Legal Aid Lawyers Locked in Legal Battle with Province Over Unionization, the Toronto Star, April 13, 2016

Duty counsel Dana Fisher, who is an applicant in the constitutional challenge, said there had been some discussion about the lawyers forming their own association, but said in the end it had decided to go with a union that had a strong ability to organize a large group of people spread out across the province.

Fisher said the lawyers liked SEP because it is accustomed to working with employees who have professional and ethical obligations such as lawyers, and said it also represents lawyers and judges in the U.S.

“Our aim has always been to improve access to services for our clients,” said Fisher, who has been based at the crowded College Park courthouse in downtown Toronto for the past six years.

One example of improvements that are desperately needed, Fisher said, is more space. She said there are currently 14 lawyers working out of cramped quarters in the duty counsel office at College Park, where no one has their own desk.

“I don’t have any private space where I can interview my clients privately. It makes it very difficult to receive instructions and provide confidential advice to clients,” she said.
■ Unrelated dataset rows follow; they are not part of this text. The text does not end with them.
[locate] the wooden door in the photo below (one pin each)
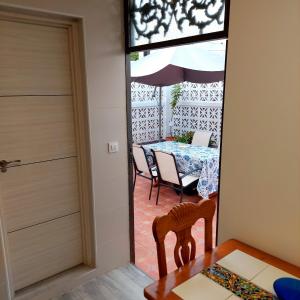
(40, 197)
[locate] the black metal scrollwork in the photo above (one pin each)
(150, 17)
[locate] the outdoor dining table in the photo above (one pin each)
(191, 157)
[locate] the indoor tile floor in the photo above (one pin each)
(144, 213)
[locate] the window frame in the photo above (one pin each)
(173, 42)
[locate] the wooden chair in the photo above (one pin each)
(168, 174)
(180, 220)
(201, 138)
(142, 166)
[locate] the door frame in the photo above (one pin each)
(154, 46)
(74, 26)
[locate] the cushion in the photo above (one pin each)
(287, 288)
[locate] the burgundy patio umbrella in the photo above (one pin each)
(192, 63)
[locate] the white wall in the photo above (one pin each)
(105, 64)
(260, 184)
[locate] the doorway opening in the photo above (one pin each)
(176, 107)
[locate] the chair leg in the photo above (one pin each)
(151, 189)
(181, 194)
(158, 189)
(134, 180)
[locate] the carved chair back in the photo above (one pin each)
(180, 220)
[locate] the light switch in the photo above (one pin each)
(113, 147)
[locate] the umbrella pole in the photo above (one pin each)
(160, 111)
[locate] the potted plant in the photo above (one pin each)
(176, 93)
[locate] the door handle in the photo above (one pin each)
(4, 164)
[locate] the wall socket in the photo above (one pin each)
(113, 147)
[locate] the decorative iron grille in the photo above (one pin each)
(158, 20)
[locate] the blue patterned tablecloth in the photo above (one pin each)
(191, 157)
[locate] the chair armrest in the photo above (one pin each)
(150, 159)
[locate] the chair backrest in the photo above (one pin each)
(201, 138)
(180, 220)
(140, 159)
(166, 167)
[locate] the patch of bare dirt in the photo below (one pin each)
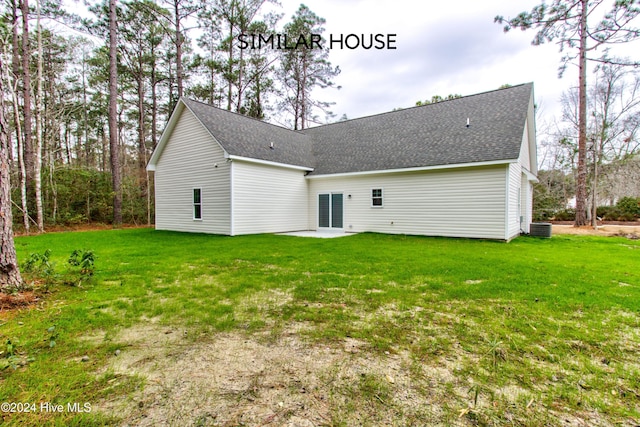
(232, 379)
(15, 301)
(78, 227)
(630, 231)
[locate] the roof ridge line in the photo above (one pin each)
(414, 107)
(241, 115)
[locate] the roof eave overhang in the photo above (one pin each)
(414, 169)
(268, 163)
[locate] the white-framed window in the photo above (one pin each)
(197, 203)
(376, 198)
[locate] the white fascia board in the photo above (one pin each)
(415, 169)
(155, 156)
(267, 162)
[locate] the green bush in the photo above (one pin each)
(565, 215)
(629, 207)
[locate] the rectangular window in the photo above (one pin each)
(376, 197)
(197, 203)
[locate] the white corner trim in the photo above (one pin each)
(530, 176)
(267, 162)
(415, 169)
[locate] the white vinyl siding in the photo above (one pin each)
(513, 195)
(464, 202)
(189, 161)
(525, 157)
(268, 199)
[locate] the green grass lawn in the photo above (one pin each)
(533, 332)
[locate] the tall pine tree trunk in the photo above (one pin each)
(581, 183)
(37, 167)
(9, 272)
(26, 97)
(179, 67)
(16, 113)
(113, 115)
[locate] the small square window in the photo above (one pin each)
(376, 197)
(197, 203)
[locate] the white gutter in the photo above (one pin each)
(415, 169)
(268, 163)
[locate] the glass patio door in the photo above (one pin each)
(330, 210)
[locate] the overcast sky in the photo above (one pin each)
(443, 47)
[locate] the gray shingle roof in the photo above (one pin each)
(430, 135)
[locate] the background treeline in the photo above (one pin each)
(56, 74)
(613, 150)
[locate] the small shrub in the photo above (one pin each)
(82, 264)
(38, 267)
(565, 215)
(629, 207)
(84, 260)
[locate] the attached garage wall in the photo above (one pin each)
(187, 162)
(465, 202)
(268, 199)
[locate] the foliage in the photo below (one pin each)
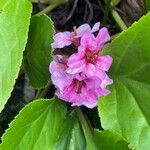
(52, 124)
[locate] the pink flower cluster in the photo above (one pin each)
(82, 77)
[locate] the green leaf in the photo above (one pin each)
(44, 124)
(127, 109)
(41, 1)
(148, 4)
(109, 140)
(14, 23)
(38, 53)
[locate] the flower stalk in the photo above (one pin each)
(118, 20)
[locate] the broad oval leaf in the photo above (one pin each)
(44, 124)
(38, 53)
(127, 109)
(109, 140)
(14, 23)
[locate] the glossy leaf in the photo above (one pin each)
(44, 124)
(109, 140)
(126, 109)
(14, 23)
(148, 5)
(38, 53)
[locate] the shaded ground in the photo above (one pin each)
(73, 13)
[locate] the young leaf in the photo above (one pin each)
(14, 23)
(127, 109)
(109, 140)
(44, 124)
(38, 53)
(148, 5)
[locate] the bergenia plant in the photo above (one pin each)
(81, 78)
(73, 76)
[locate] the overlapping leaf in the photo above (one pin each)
(14, 23)
(126, 109)
(38, 53)
(44, 124)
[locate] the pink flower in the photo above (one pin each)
(78, 89)
(83, 92)
(59, 77)
(63, 39)
(87, 60)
Legal Aid Lawyers File Charter Challenge Against LAO, the LawTimes, June 8, 2015

“After two years of requests to our employer, LAO, and to the government for help, we have been forced to pursue our rights by filing the application to remedy this injustice,” says Dana Fisher, a spokeswoman for the staff lawyers involved in the unionization bid.
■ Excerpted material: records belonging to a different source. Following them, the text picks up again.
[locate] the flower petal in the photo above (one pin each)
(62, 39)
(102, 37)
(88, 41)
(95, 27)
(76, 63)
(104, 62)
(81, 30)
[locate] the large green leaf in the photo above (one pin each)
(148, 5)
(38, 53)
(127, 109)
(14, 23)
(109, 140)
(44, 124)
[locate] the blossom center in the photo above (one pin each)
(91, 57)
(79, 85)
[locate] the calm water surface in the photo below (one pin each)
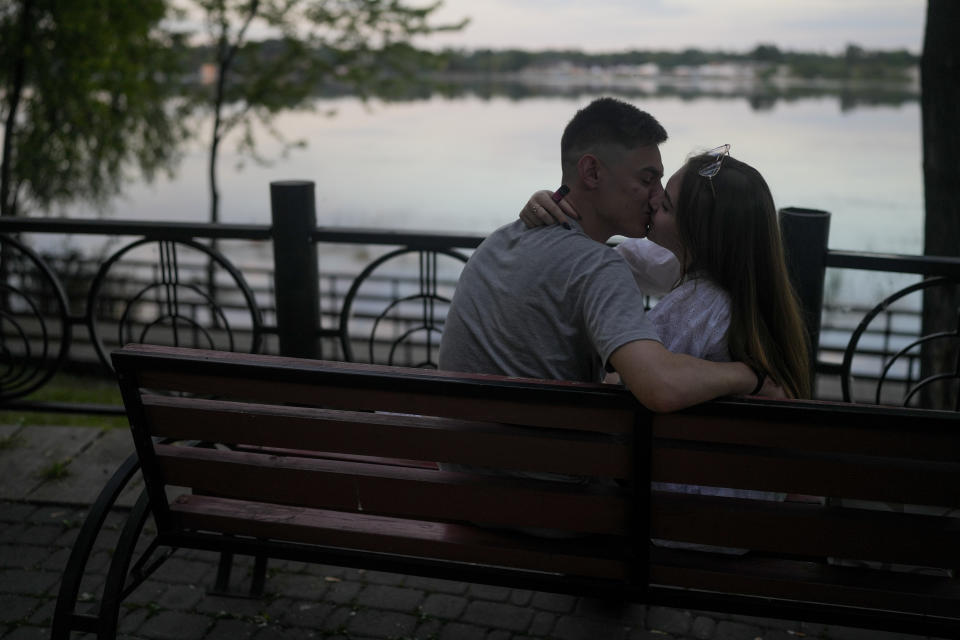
(469, 164)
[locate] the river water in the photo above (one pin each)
(468, 164)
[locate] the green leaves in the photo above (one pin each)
(84, 96)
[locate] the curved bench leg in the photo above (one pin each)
(113, 589)
(65, 619)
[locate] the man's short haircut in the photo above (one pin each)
(607, 121)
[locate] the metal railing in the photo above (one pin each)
(174, 283)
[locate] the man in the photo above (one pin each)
(557, 303)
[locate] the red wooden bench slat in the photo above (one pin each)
(414, 437)
(797, 430)
(368, 488)
(806, 529)
(397, 536)
(905, 481)
(342, 397)
(796, 579)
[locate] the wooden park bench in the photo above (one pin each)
(335, 463)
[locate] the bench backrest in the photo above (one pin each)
(299, 458)
(312, 435)
(884, 537)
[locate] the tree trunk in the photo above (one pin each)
(18, 79)
(940, 81)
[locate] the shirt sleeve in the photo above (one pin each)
(655, 269)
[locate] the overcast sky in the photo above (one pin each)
(733, 25)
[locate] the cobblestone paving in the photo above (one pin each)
(311, 601)
(39, 520)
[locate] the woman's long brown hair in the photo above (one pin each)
(734, 238)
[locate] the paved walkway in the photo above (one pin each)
(49, 475)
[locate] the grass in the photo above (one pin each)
(66, 387)
(56, 470)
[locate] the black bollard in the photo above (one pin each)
(805, 234)
(296, 280)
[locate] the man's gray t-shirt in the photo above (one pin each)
(546, 302)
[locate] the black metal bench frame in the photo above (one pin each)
(813, 448)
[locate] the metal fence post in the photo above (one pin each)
(296, 280)
(805, 234)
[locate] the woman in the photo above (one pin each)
(732, 298)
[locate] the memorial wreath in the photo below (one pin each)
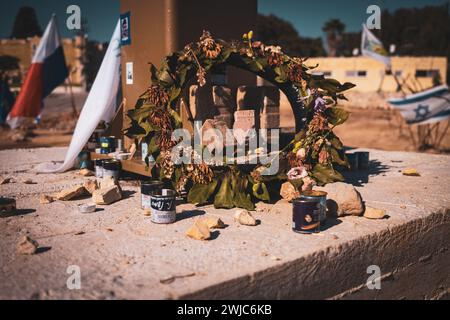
(311, 158)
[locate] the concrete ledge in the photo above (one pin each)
(122, 255)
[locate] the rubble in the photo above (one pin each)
(199, 231)
(71, 193)
(86, 173)
(27, 246)
(214, 223)
(44, 199)
(372, 213)
(107, 196)
(288, 192)
(343, 199)
(91, 186)
(245, 218)
(411, 173)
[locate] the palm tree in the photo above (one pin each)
(334, 29)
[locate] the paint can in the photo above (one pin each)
(306, 216)
(111, 168)
(321, 196)
(147, 189)
(353, 161)
(163, 206)
(98, 164)
(363, 160)
(108, 145)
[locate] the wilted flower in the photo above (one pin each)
(295, 72)
(156, 96)
(308, 184)
(320, 105)
(301, 154)
(297, 173)
(201, 77)
(210, 47)
(323, 156)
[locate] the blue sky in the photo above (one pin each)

The challenge, filed in the Ontario Superior Court on Thursday, centres on the right to freedom of association under s. 2(d) of the Charter of Rights and Freedoms. “Rights enshrined in the Charter are for everyone, even lawyers,” says Fisher.

LAO Lawyers See Promise in RCMP Ruling, the LawTimes, January 26, 2015

Dana Fisher hopes the Supreme Court’s ruling will convince Legal Aid Ontario to reconsider its decision not to give staff lawyers voluntary recognition to join the Society of Energy Professionals.
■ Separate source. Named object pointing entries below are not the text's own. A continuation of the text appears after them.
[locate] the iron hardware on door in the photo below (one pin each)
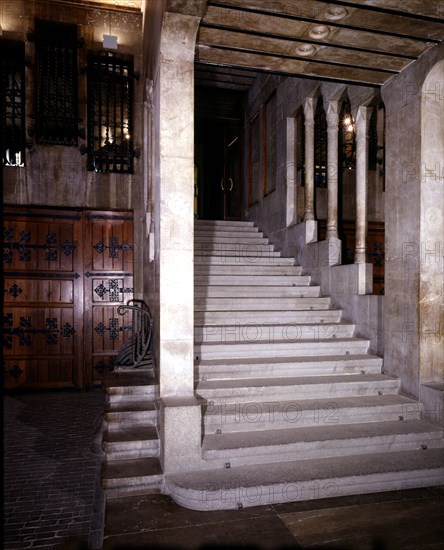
(222, 184)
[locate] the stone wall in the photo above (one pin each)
(270, 211)
(414, 347)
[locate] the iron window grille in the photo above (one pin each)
(320, 145)
(56, 58)
(12, 94)
(110, 93)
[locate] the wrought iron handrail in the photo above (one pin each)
(135, 352)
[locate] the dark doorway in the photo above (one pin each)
(218, 155)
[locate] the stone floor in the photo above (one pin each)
(51, 480)
(52, 499)
(411, 519)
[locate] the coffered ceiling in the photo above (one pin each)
(362, 41)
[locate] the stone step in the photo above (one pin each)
(252, 416)
(260, 332)
(284, 444)
(130, 394)
(132, 477)
(131, 414)
(283, 348)
(257, 292)
(245, 486)
(227, 369)
(296, 388)
(126, 443)
(261, 317)
(273, 259)
(251, 280)
(229, 237)
(237, 250)
(224, 224)
(239, 270)
(255, 304)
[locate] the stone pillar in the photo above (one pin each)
(176, 204)
(332, 170)
(180, 411)
(309, 111)
(362, 125)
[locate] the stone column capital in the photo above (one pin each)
(363, 116)
(309, 109)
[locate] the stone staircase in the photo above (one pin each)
(130, 438)
(294, 406)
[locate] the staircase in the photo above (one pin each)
(130, 439)
(294, 406)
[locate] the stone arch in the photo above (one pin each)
(431, 242)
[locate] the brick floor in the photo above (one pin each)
(52, 496)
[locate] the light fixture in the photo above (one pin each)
(335, 13)
(319, 32)
(305, 50)
(110, 42)
(348, 124)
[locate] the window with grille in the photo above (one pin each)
(12, 95)
(56, 59)
(320, 145)
(110, 92)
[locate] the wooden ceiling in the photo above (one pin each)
(360, 42)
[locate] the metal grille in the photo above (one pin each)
(110, 91)
(320, 143)
(56, 55)
(12, 55)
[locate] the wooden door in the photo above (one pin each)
(43, 298)
(65, 274)
(108, 276)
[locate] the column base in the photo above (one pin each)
(181, 431)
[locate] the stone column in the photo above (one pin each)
(332, 170)
(180, 412)
(309, 111)
(176, 203)
(362, 125)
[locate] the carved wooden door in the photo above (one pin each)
(43, 298)
(108, 283)
(65, 274)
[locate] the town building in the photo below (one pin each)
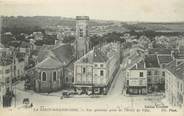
(136, 77)
(5, 77)
(53, 70)
(150, 65)
(95, 71)
(82, 40)
(174, 87)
“We think this [ruling] helps solidify our position,” says lawyer Dana Fisher, spokeswoman for the campaign around the LAO union issue.

“We’re really happy about the decision.”

Fisher says her team is feeling emboldened by the  top court’s ruling and hopes it will convince LAO to reconsider its decision not to give the lawyers voluntary recognition to bargain collectively

.

“We’re hoping legal aid will see this decision and really kind of take the right steps and recognize our rights to have collective bargaining,” she says.

Legal Aid Ontario Lawyers Welcome Supreme Court of Canada Decision on RCMP Collective Bargaining, NewsWire, January 16, 2015

"This decision gives Legal Aid lawyers hope that we will also win our collective bargaining rights," said Dana Fisher, chair of the campaign. "We're facing many of the same issues as RCMP officers and today we feel that the Supreme Court sided with us."

"While other Legal Aid workers and public sector lawyers have collective agreements in place, only the Legal Aid staff lawyers have been denied this right," said Fisher. "Our goal is to provide the best possible representation to those who need it. All we ask is that we have that Legal Aid respects our rights and gives us the same opportunity as everyone else."